The shipment of tequila included a GPS tracker, and the tracker put the location of the shipment in the area of Washington, DC, which is where the company said the breakdown had occurred. When the logistics company said the shipment was getting close, the tracker confirmed it.

The shipment, of course, never arrived. The tracker had been spoofed.

“Here's what happened,” CBS reported. “The logistics company that worked for Santo hired a trucking company to move the tequila from Texas to Pennsylvania. But then, that trucking company outsourced the job to two other trucking companies, who then hired drivers. The problem is those second trucking companies were fake—with phony letterheads, email addresses, and phone numbers to appear legitimate. It's a bit of a tractor-trailer shell game called ‘double brokering’ and it happens more than you might expect.”

Santo had hired a logistics firm. That firm hired what it thought was a legitimate trucking company, but which turned out to be organized criminals. The criminals in this case did not have their own truck drivers. Instead, they hired legitimate truckers, and redirected them to drive the merchandise to Los Angeles.

“The driver that picked it up has no idea that he’s committing a crime,” Keith Lewis, an investigator who hired to look into the shipment, told CBS.

The criminals behind the heist are unknown—nothing left of them but an electronic trail leading to fake companies. Lewis told CBS they were not even likely to be in the United States. In fact, “investigators say the tequila heist had all the characteristics of a criminal gang operating out of Armenia,” CBS reported.

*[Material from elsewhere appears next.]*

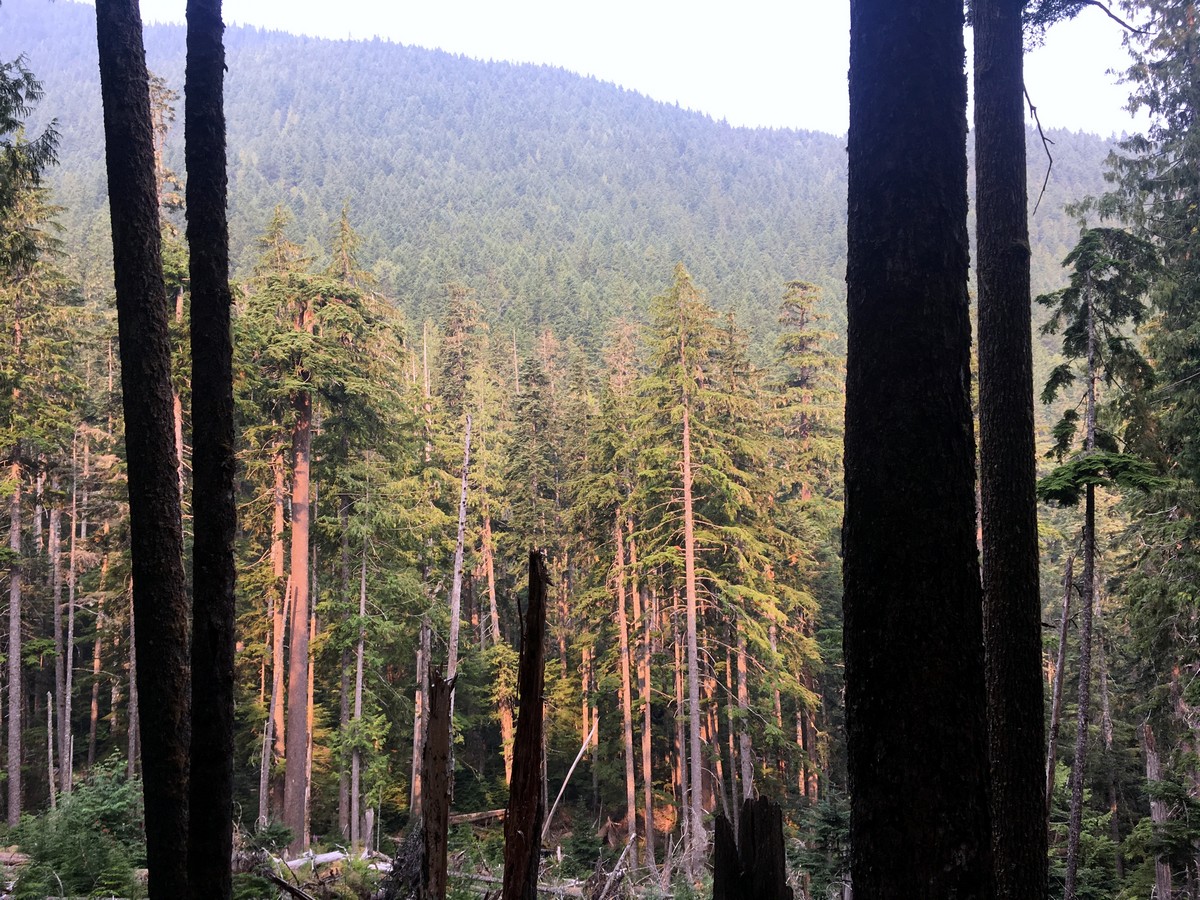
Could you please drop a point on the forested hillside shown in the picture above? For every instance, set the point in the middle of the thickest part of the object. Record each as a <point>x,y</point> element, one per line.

In this case, the criminals likely sold the merchandise at a steep discount, possibly to buyers who did not know the goods were stolen. The Los Angeles Police Department has a unit dedicated to cargo theft, which has recovered $42.8 million of stolen goods in the last year alone.

It’s this unit that ultimately found, three weeks later, Fieri and Hagar’s tequila. Half of it anyway; the other half was never found.

Santo fell victim to a sophisticated double brokering scheme. Not all double brokering methods end up with stolen goods. One common scheme involves the fraudulent shipping company hiring a legitimate one, which will successfully deliver the load to the intended location. But the fraudulent company vanishes after taking payment from the manufacturer, thus defrauding the subcontracted, legitimate shipping company that delivered the goods from being paid.

Consulting firm Grant Thornton wrote an article on avoiding double brokering fraud. The problem is logistics has become a commodity with intense price pressures and marketplaces that can be chaotic. They provide several tips on best practices, like performing fraud assessments, verifying contracts and payment mechanisms, and conducting audit and review processes.

Ultimately, however, the advice does not break new ground—it is the due diligence that all businesses should be doing to safeguard their assets. What is important is keeping up with the tactical innovations the bad guys deploy, and testing the systems your business use to ensure they are up to the task. The logistics company Santo used appears to have failed them—it’s unknown if there were any factors that might have indicated the risk of the outcome. One important consideration: Shortcuts could lead to higher profitability. They could also lead to a million dollars of stolen tequila.